There is increasing evidence that an oxidant/antioxidant imbalance, in favor of oxidants, occurs in COPD.
NAC has been reported to reduce the viscosity of sputum in both cystic fibrosis and COPD, facilitating the removal of pulmonary secretions. Moreover, by maintaining the airway clearance, it prevents bacterial stimulation of mucin production and hence mucus hypersecretion.
The superiority of NAC over the other mucolytics may be in its anti-inflammatory and antioxidant properties and its mucolytic actions.

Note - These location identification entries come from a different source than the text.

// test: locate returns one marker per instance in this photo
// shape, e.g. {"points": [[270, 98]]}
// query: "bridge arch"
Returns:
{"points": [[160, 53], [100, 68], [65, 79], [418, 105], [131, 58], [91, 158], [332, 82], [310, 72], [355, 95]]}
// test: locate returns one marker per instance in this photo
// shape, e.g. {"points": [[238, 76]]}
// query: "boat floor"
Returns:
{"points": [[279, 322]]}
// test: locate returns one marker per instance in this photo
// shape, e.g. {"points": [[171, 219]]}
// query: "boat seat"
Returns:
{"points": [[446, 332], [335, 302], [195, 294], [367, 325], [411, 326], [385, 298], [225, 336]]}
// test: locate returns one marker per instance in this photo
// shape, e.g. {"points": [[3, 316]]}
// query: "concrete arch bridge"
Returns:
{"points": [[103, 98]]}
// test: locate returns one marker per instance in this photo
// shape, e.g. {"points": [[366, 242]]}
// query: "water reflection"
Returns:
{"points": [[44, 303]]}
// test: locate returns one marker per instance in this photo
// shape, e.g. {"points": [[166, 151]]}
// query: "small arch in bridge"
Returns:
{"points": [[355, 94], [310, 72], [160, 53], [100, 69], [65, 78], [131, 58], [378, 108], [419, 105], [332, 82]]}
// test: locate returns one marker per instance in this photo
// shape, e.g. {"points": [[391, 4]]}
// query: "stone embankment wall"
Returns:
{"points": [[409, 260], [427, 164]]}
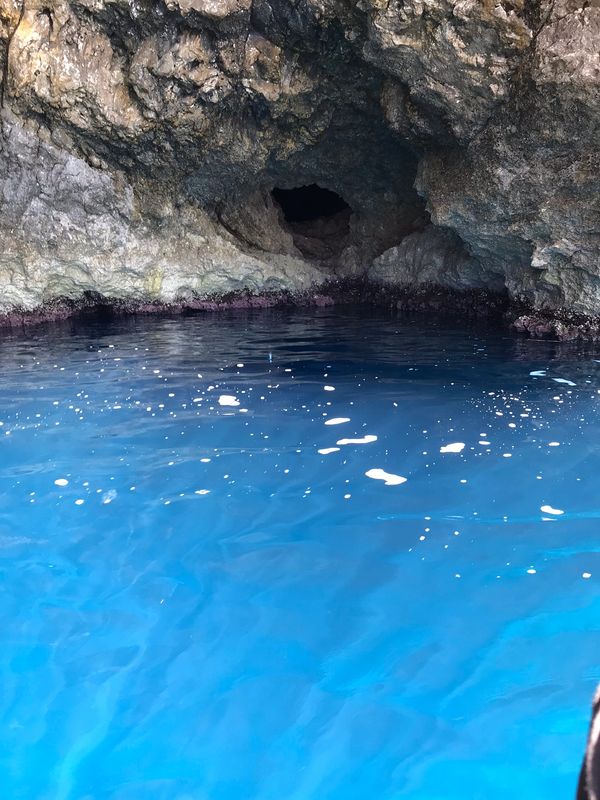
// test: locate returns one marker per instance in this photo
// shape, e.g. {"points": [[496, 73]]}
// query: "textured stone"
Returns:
{"points": [[140, 143]]}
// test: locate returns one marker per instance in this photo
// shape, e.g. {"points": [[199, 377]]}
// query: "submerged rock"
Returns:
{"points": [[155, 152]]}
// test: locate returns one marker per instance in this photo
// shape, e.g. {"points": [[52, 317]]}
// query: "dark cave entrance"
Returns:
{"points": [[317, 218]]}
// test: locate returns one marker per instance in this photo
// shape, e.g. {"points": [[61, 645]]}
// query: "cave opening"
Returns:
{"points": [[317, 218]]}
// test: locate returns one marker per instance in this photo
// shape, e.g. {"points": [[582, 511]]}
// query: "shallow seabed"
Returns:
{"points": [[205, 595]]}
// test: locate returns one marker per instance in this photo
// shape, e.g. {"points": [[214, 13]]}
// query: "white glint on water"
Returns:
{"points": [[388, 477], [564, 381], [363, 440], [550, 510], [455, 447], [228, 400]]}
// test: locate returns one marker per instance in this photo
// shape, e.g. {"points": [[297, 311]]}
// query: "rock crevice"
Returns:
{"points": [[141, 145]]}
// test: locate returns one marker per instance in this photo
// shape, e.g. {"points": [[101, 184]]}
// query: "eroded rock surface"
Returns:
{"points": [[141, 142]]}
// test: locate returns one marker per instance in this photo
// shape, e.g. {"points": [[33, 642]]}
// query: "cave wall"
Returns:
{"points": [[140, 143]]}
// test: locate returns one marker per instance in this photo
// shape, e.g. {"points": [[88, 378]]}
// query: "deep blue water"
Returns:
{"points": [[209, 608]]}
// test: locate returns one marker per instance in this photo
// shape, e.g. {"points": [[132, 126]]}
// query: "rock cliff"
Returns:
{"points": [[173, 150]]}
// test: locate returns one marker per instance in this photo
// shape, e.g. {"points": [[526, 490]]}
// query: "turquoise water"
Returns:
{"points": [[197, 603]]}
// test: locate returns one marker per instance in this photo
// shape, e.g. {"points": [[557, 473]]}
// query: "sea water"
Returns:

The aim of this study is to evaluate the effects of treatment with NAC long on oxidative stress marker change and also explore the effect of NAC to airway inflammatory, lung function test and CAT scores. Selected oxidative stress marker was defined as 8 - isoprostane, protein carbonyl, DNA damage.

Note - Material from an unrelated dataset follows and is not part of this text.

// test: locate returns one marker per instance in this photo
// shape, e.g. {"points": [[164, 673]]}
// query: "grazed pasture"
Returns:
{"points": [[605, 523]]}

| Condition or disease | Intervention/treatment | Phase |
|---|---|---|
| Chronic Obstructive Pulmonary Disease | Drug: N-acetylcysteine | Phase 3 |
| Study Type : | Interventional (Clinical Trial) |
| Estimated Enrollment : | 30 participants |
| Allocation: | N/A |
| Intervention Model: | Single Group Assignment |
| Intervention Model Description: | Pre-post study |
| Masking: | None (Open Label) |
| Primary Purpose: | Basic Science |
| Official Title: | The Effects of N-Acetylcysteine on Oxidative Stress Markers in Chronic Obstructive Pulmonary Disease (COPD) |
| Estimated Study Start Date : | June 1, 2019 |
| Estimated Primary Completion Date : | January 5, 2020 |
| Estimated Study Completion Date : | May 1, 2020 |
| Arm | Intervention/treatment |
|---|---|
|
Experimental: N-acetylcysteine treatment
All COPD patients will be treated with N-acetylcysteine at the dose of 1200 mg per day (600 mg three times a day) for 4 weeks in addition to their current COPD medications without other mucolytic agents
|
Drug: N-acetylcysteine
All COPD patients will be treated with N-acetylcysteine at the dose of 1200 mg per day (600 mg three times a day) for 4 weeks in addition to their current COPD medications without other mucolytic agents
|
- Level of 8 - isoprostane, MDA and DNA damage in sputum [ Time Frame: 4 weeks ]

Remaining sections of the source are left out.